Compare that to the highly designed canvas pages of larger applications from widget giants like Slide and Rock You below:
Note: that the arrows facing the install buttons are animated in both cases and that neither app has more installs than Visit Tracker did.
Speed is everything:
If you aren’t tied to OAuth authentication and tight OpenSocial integration use an IFRAME – it’s less secure for you as a developer, but you ultimately control the communication between your application and your users. You’ll rely on REST requests to gather information about your users which means you’ll leverage the backend hardware more. However, what you lose in signed ajax requests and opensocial.postTo(), you make up for in speed and reliability. I’ve observed continual performance bottlenecks accessing AJAX content during peak times. While it’s reasonable to assume that this will continue to become more stable, now is the time to begin capturing audience before it’s too late.
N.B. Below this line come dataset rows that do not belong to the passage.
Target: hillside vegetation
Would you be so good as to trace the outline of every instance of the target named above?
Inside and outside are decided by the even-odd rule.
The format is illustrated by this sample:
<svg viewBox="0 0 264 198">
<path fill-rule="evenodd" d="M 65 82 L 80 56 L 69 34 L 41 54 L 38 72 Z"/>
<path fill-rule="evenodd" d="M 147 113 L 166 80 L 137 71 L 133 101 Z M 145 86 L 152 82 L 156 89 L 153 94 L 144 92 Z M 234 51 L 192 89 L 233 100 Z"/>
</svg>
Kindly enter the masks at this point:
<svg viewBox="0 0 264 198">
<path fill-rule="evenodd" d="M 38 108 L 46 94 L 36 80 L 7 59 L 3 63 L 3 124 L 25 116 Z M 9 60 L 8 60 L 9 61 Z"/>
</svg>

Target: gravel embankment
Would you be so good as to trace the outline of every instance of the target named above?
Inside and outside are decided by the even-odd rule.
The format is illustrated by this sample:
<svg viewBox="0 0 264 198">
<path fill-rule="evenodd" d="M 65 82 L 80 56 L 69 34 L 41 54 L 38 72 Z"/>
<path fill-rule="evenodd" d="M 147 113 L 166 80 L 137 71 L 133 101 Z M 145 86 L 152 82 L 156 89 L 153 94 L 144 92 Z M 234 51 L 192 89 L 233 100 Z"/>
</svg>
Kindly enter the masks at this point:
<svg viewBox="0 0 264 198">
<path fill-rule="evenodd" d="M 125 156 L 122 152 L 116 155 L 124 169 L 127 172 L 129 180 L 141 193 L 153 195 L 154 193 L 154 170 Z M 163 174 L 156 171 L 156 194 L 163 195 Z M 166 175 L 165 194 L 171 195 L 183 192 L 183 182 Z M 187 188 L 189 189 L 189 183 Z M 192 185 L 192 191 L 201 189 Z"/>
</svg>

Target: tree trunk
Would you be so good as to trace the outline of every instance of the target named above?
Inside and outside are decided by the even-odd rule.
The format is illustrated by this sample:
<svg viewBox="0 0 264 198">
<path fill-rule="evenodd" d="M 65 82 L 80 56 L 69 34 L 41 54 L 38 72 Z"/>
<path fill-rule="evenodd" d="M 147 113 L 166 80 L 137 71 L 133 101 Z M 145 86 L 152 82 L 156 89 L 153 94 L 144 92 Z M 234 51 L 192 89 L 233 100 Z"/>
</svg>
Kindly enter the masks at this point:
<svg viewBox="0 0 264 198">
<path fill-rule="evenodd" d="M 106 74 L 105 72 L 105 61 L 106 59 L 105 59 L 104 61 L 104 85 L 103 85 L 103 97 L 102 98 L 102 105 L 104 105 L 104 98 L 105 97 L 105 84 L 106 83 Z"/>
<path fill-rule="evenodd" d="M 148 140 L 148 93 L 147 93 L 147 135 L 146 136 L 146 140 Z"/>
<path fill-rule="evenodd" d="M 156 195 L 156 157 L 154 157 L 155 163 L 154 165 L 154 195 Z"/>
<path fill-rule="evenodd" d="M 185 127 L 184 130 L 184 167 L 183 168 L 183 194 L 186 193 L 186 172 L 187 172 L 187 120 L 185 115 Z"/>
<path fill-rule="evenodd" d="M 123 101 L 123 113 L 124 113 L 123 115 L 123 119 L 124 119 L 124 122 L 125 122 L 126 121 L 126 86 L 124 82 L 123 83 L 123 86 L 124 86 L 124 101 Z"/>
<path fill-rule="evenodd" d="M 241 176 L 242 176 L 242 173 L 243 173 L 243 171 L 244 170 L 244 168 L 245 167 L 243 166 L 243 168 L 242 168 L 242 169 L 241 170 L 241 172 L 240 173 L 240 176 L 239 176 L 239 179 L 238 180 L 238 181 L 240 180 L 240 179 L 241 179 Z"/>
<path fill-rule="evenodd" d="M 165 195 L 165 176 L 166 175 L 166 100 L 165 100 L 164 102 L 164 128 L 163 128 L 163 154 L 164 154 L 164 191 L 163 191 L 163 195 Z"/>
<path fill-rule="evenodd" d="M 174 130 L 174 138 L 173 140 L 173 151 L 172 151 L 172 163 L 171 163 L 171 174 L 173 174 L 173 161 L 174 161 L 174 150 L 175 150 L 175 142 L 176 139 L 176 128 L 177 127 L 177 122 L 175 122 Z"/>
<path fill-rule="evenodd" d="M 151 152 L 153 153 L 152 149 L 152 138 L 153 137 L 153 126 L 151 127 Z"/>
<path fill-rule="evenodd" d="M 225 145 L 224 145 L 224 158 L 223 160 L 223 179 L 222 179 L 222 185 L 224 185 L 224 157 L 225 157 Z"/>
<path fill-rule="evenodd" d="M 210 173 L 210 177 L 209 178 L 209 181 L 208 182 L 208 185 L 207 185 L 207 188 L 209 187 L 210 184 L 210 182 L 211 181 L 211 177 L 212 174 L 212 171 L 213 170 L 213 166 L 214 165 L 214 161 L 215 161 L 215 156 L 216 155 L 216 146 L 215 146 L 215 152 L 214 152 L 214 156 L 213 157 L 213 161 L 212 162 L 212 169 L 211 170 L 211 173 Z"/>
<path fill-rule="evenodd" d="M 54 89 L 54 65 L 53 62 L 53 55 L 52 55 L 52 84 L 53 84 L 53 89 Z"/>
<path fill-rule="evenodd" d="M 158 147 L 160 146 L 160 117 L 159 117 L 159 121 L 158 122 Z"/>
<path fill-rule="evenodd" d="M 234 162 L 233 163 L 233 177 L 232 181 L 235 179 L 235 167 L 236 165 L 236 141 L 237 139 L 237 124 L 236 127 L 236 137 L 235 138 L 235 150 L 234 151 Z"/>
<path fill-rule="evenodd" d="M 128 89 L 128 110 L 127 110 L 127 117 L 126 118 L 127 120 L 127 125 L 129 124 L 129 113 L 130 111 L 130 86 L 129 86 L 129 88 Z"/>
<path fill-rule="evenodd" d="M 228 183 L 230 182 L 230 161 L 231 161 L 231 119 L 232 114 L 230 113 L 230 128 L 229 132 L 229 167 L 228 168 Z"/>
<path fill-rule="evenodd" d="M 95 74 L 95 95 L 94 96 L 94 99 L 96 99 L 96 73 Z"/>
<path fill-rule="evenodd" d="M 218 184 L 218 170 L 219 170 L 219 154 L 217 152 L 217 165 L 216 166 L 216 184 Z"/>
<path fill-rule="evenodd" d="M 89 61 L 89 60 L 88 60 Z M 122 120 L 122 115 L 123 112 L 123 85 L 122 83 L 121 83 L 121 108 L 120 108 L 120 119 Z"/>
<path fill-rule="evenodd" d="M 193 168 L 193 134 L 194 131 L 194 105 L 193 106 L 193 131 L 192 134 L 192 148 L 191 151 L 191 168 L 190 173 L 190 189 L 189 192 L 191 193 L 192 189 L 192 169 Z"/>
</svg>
Because it’s so easy to get started as an app and because the market of available users is so large, even knockoff applications can be quiet successful in terms of capturing users and market share. Consider the number of applications attempting to build on the success that applications experienced on Facebook like Honesty Box (of which I am a developer) on MySpace today (there are no less than 5 copycat applications).
It’s critical to deliver on what you told the users you would do! Below is a screenshot of the canvas (I omitted the right hand column which was advertising – a naive attempt to make money in this endeavor).
As you can see I kept it really simple. I leveraged the amazing Google Charts API for the graphs and the rest is just text. There’s gold in them hills, and a diligent miner with the appropriate tools will find it. Even this relatively little application had nearly 20K page views, which monetized effectively could yield ~$120/month or more.
I want to apologize to any MySpace users and employees who might have been offended by my application. I sincerely hope you’ll forgive my transgression against the TOS and that we can make beautiful applications together in the future (that don’t violate the TOS).